4. To automate booleans a reasonable blind approach would be to take a random word from
each conjunct and try the combinations e.g. given oil prospecting and ecological problems form
“oil ecological”, “oil problems”, “prospecting ecological”, and “prospecting problems” – we have
not implemented this and handle the cases of conjunction in toponyms North and South America
by a mechanism that was not exercised by the test. The descriptive queries in particular offer
a fascinating glimpse into other problems that are viewed as important research topics such as
negation: “Reports regarding canned vegetables, vegetable juices or otherwise processed vegetables
are not relevant”. We do not deny the importance of these problems, but we doubt the wisdom
of burdening this task with these.
5. As we have stated earlier, our fluff removal (including geographic fluff) was post hoc, and we
do not believe that our scripts would generalize particularly well for future tests of a similar nature.

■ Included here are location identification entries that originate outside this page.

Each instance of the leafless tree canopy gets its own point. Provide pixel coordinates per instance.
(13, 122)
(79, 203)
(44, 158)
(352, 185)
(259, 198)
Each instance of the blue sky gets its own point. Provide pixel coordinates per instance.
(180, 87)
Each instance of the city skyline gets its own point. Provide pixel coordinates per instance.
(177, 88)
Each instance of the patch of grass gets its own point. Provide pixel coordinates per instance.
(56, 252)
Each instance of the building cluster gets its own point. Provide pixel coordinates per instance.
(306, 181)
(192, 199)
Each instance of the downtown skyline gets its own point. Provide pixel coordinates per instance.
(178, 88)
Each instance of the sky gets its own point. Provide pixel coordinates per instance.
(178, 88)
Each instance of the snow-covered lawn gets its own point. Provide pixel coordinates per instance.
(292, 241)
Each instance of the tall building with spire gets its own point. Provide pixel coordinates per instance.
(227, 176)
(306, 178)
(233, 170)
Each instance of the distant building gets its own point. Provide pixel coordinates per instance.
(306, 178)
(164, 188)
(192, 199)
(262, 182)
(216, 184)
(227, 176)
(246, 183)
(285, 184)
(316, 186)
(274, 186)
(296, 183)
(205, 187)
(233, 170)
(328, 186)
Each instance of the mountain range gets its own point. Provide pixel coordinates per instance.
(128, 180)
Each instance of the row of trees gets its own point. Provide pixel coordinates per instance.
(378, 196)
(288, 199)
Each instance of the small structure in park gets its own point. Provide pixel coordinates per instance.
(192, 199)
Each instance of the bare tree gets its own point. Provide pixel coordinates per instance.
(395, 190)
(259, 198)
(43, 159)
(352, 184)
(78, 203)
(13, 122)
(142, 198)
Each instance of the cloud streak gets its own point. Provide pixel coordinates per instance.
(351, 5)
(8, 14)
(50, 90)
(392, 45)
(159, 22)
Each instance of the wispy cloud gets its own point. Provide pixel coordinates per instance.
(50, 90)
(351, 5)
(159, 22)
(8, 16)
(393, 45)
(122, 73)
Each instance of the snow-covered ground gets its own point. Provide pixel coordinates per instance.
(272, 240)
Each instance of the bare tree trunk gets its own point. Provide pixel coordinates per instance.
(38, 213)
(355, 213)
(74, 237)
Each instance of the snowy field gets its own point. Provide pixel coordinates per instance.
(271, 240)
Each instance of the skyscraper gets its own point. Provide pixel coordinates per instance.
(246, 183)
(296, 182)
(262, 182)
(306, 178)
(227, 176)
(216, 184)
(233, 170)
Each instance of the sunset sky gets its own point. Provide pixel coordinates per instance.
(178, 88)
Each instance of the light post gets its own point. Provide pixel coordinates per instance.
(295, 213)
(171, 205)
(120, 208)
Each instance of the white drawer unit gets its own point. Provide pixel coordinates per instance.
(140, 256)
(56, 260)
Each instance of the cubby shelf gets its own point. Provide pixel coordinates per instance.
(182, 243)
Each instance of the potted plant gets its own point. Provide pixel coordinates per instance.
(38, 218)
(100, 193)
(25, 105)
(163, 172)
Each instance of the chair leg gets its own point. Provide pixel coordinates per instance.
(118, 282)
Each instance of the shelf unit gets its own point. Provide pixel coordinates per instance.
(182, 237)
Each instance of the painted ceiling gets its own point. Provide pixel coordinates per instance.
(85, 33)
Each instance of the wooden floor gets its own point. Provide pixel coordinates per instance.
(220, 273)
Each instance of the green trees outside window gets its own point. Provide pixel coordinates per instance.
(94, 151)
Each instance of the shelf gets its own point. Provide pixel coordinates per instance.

However, again we would suggest reengineering the task rather than building infrastructure for
the way it stands now.
However fascinating these problems might be, tacking “in Rwanda” on a question does not make
it truly geographic, in fact there is reason to believe that the easy part of geography (continents
and countries) is not any different from any other topic hierarchies. GeoCLEF 2005 did not go
beyond the easy parts; let’s hope next time will be better.
Acknowledgements
Special thanks to Bradley Thompson and the MetaCarta team, very much including Erik Rauch,
whose sudden death fills us all with sorrow.